Metabolism of glutamine and glutamic acid by isolated perfused kidneys of normal and acidotic rats.

1. When isolated kidneys from fed rats were perfused with glutamine the rate of ammonia release at pH7.4 (110-360mumol/h per g dry wt.) was one to two times that of glutamine removal. Glucose formation from 5mm-glutamine was 16mumol/h per g. If kidneys were perfused with glutamine at pH7.1 (10-13mm-sodium bicarbonate) there was no increase in glutamine removal or in the formation of ammonia or glucose. 2. When isolated kidneys from fed rats were perfused with glutamate at pH7.4, glucose formation was 59mumol/h per g, glutamine formation was 182mumol/h per g and ammonia release was negligible. At pH7.1 glutamine synthesis was inhibited and formation of ammonia and glucose were increased. 3. In perfused kidneys from acidotic rats, which had received 1.5% (w/v) NH(4)Cl to drink for 7-10 days, gluconeogenesis from glutamine was enhanced (101mumol/h per g). Glutamine removal and ammonia formation were also increased, compared with the rates in perfused kidney from normal rats. The extra glutamine consumed was equivalent to the extra glucose formed. 4. When the kidney from the 7-10-day-acidotic rat was perfused with glutamate gluconeogenesis was increased (113mumol/h per g).
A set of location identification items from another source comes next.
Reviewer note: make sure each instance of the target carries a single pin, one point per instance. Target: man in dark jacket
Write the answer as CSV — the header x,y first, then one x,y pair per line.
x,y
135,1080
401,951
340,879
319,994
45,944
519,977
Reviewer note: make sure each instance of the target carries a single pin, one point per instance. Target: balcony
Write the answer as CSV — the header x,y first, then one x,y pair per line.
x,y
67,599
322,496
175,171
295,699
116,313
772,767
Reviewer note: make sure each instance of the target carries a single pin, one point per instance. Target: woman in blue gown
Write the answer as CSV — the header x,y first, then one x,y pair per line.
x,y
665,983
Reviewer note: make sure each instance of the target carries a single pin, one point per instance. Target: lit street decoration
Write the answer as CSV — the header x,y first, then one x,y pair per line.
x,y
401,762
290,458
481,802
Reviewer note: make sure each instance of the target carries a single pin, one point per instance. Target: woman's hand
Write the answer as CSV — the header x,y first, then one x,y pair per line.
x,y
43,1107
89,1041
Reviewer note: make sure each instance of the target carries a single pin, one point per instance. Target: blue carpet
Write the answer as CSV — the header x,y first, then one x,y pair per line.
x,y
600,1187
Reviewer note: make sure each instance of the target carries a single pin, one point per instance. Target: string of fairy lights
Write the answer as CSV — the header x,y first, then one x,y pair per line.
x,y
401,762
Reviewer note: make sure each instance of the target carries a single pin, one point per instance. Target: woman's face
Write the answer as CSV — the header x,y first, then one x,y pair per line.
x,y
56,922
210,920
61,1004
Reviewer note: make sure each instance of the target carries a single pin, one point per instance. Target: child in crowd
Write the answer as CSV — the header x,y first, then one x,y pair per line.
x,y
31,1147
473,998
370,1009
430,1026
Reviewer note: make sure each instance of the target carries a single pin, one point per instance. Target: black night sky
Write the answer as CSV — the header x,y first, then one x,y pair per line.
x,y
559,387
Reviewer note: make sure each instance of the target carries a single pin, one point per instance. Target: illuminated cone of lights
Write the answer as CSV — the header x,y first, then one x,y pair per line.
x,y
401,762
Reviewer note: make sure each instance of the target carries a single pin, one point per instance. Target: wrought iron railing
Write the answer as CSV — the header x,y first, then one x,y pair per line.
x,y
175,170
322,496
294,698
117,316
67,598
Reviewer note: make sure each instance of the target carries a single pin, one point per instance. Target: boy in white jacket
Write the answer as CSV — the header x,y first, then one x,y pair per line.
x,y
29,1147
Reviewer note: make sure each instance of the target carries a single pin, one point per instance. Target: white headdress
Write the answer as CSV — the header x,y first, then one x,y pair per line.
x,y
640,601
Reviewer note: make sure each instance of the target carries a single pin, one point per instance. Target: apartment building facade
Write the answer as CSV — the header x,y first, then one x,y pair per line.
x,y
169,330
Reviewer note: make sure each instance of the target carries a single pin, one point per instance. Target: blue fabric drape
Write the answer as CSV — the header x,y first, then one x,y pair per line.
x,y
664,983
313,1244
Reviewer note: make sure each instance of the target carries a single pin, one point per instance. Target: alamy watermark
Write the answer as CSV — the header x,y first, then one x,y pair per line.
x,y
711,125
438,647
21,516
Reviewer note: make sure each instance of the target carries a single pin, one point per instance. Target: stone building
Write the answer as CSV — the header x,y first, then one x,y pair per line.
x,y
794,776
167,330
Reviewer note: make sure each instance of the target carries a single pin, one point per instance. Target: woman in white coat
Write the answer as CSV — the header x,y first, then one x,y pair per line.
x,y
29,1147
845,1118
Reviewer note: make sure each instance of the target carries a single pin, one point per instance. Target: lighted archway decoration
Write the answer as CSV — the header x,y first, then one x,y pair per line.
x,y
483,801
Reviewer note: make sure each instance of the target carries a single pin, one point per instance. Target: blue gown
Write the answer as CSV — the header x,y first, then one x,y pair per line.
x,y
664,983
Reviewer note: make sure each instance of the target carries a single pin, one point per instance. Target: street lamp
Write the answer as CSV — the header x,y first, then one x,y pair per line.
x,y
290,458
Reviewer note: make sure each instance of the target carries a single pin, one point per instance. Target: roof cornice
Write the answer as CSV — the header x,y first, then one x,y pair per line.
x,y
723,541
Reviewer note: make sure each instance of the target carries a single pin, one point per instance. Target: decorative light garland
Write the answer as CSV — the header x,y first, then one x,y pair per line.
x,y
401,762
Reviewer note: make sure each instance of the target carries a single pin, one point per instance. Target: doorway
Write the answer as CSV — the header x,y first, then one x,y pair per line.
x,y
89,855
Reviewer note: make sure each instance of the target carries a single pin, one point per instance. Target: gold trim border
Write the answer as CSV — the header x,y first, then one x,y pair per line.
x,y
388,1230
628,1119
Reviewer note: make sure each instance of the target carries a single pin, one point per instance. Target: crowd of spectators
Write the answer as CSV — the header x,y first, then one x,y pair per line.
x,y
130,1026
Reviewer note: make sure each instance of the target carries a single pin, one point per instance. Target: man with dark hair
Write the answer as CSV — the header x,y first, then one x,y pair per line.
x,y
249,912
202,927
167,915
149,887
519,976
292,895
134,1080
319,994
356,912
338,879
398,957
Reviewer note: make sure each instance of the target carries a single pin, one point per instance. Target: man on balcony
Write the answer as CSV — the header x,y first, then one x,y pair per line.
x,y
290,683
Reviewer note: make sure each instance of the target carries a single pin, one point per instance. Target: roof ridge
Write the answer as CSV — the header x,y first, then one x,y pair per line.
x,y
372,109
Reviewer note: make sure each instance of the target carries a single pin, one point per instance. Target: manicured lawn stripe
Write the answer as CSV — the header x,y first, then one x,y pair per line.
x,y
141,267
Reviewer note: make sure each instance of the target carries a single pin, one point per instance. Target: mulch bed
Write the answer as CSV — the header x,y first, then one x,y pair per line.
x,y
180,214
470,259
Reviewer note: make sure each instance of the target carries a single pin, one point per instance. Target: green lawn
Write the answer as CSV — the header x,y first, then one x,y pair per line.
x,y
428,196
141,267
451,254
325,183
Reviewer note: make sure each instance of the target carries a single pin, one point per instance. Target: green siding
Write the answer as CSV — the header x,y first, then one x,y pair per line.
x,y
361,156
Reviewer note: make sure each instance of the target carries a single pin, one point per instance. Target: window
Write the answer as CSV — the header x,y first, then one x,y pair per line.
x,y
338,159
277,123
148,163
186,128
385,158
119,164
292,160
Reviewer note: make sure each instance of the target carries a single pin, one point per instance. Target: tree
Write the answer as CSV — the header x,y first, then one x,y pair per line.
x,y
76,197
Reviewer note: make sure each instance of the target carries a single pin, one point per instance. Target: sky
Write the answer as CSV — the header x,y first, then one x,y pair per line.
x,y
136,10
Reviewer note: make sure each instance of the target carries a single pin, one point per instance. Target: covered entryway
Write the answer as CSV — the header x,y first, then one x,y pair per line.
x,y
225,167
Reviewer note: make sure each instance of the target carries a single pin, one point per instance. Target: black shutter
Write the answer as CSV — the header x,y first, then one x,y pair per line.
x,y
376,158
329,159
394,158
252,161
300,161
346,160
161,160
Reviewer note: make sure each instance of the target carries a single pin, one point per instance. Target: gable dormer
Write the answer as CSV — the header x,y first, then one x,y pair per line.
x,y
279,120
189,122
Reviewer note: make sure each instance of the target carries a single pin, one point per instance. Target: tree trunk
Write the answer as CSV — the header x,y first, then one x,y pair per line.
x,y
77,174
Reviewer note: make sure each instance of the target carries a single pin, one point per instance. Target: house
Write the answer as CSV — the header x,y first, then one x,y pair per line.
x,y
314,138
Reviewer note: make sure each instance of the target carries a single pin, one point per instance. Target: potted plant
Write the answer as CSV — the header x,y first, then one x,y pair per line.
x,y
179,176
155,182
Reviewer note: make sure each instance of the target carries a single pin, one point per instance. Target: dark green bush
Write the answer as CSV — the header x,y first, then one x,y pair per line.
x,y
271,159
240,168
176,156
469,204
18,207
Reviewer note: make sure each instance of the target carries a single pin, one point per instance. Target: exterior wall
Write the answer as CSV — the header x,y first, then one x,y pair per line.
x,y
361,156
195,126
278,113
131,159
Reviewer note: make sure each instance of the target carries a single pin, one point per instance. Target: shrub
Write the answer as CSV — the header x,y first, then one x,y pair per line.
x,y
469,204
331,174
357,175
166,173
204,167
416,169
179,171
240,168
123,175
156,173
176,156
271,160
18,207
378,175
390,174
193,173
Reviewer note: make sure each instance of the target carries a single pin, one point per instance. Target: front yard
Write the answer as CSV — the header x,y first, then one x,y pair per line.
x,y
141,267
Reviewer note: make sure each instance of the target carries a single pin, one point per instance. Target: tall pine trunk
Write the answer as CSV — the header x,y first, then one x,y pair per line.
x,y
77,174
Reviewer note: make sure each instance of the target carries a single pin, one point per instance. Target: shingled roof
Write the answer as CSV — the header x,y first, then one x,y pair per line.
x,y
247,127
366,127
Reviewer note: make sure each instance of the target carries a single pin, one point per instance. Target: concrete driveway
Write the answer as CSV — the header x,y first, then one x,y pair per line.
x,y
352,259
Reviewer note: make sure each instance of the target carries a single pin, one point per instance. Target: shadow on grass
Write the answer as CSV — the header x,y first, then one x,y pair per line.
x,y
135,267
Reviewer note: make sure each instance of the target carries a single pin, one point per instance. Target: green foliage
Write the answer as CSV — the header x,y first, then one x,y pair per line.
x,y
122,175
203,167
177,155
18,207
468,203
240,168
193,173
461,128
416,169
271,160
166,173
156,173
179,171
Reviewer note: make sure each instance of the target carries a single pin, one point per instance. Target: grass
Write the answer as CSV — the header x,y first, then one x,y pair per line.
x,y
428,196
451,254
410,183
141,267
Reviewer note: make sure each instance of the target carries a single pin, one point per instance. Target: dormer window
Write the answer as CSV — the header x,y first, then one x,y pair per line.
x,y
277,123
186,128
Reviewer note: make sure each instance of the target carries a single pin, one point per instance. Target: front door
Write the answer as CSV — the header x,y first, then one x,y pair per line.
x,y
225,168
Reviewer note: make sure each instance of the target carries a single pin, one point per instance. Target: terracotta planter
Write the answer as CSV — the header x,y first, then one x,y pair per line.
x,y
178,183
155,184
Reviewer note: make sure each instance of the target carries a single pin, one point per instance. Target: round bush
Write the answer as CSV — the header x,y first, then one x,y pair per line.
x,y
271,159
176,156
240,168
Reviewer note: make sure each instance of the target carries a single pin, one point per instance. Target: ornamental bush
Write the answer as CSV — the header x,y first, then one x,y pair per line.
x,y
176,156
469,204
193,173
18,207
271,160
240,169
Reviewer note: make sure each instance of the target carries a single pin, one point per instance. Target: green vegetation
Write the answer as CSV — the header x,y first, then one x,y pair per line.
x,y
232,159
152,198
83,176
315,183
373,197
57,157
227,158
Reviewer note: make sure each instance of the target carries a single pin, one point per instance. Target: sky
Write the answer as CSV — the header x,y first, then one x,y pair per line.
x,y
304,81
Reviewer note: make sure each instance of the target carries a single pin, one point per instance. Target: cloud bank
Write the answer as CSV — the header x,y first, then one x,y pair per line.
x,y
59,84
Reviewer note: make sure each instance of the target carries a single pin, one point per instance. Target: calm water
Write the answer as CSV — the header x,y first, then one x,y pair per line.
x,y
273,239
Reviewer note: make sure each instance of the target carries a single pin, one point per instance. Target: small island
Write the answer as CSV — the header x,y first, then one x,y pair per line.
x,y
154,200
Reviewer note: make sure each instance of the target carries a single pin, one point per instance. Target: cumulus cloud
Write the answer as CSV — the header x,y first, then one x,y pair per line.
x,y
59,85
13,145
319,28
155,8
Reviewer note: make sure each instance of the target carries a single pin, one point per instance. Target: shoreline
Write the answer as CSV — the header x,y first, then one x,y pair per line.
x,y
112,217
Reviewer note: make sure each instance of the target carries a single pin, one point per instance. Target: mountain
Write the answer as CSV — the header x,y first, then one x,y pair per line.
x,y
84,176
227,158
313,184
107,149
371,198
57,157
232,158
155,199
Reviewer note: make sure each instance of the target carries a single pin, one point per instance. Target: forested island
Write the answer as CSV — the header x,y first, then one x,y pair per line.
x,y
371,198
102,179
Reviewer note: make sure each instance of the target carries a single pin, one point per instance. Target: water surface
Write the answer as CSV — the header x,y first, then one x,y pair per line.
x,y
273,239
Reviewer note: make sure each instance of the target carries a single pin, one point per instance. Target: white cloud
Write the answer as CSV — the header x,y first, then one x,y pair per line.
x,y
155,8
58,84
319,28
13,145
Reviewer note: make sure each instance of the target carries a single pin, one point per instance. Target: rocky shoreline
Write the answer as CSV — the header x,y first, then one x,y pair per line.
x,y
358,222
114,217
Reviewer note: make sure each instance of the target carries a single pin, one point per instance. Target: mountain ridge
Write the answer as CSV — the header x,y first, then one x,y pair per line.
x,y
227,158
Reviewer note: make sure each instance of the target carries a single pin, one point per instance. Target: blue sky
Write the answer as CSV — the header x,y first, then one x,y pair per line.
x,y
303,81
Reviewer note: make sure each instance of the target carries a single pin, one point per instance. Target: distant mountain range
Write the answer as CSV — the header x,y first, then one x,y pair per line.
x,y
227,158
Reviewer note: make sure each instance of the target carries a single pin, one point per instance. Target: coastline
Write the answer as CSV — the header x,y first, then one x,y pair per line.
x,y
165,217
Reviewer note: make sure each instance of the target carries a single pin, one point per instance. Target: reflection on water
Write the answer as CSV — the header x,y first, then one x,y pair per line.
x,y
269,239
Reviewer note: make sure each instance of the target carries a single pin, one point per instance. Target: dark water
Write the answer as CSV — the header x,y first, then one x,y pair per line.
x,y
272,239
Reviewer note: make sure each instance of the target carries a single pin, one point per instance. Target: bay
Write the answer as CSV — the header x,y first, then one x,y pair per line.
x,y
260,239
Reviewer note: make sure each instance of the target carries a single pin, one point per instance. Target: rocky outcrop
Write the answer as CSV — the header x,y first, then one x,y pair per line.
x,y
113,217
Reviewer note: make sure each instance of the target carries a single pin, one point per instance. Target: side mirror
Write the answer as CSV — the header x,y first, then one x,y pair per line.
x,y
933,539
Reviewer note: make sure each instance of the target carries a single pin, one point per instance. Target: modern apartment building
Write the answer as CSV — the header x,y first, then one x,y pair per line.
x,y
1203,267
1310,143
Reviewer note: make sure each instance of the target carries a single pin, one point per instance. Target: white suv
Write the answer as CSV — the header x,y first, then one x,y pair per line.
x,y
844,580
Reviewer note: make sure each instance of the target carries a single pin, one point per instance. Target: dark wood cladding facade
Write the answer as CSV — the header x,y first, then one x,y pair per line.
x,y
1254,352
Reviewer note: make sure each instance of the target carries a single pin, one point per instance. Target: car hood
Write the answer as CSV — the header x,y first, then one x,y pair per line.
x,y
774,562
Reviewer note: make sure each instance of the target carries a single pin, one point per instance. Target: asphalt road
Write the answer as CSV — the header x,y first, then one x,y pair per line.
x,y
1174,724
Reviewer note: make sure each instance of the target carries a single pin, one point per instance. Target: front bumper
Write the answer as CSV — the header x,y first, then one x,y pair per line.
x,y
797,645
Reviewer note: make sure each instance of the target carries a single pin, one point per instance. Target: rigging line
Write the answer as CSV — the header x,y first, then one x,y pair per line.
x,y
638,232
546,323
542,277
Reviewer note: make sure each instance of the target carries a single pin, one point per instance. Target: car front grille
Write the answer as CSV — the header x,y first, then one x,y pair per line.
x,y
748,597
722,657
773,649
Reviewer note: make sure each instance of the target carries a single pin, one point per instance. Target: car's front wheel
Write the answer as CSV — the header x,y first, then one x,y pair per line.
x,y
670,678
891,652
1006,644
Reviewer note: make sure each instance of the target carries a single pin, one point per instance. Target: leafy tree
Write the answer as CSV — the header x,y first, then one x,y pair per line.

Synthesis of glutamine was decreased, and ammonia release was approximately equal to the rate of glutamate removal. 5. The time-course of these metabolic alterations was investigated after the rapid induction of acidosis by infusion of 0.25m-HCl into the right side of the heart. The increase in gluconeogenesis from glutamine developed gradually over several hours. When kidneys from 6h-acidotic rats were perfused with glutamate, formation of glucose and glutamine were both rapid. 6. In acidotic rat kidneys perfused with glutamine, tissue concentrations of glutamate and glucose 6-phosphate were increased compared with those in control perfused kidneys from non-acidotic rats. 7. The results are discussed in terms of control of the renal metabolism of glutamine. In particular, it is suggested that in acidotic rats glucose formation is the major fate of the carbon of the extra glutamine utilized by the kidney, and that inhibition of glutamine synthetase could contribute to the increase in intracellular ammonia concentration in the kidney.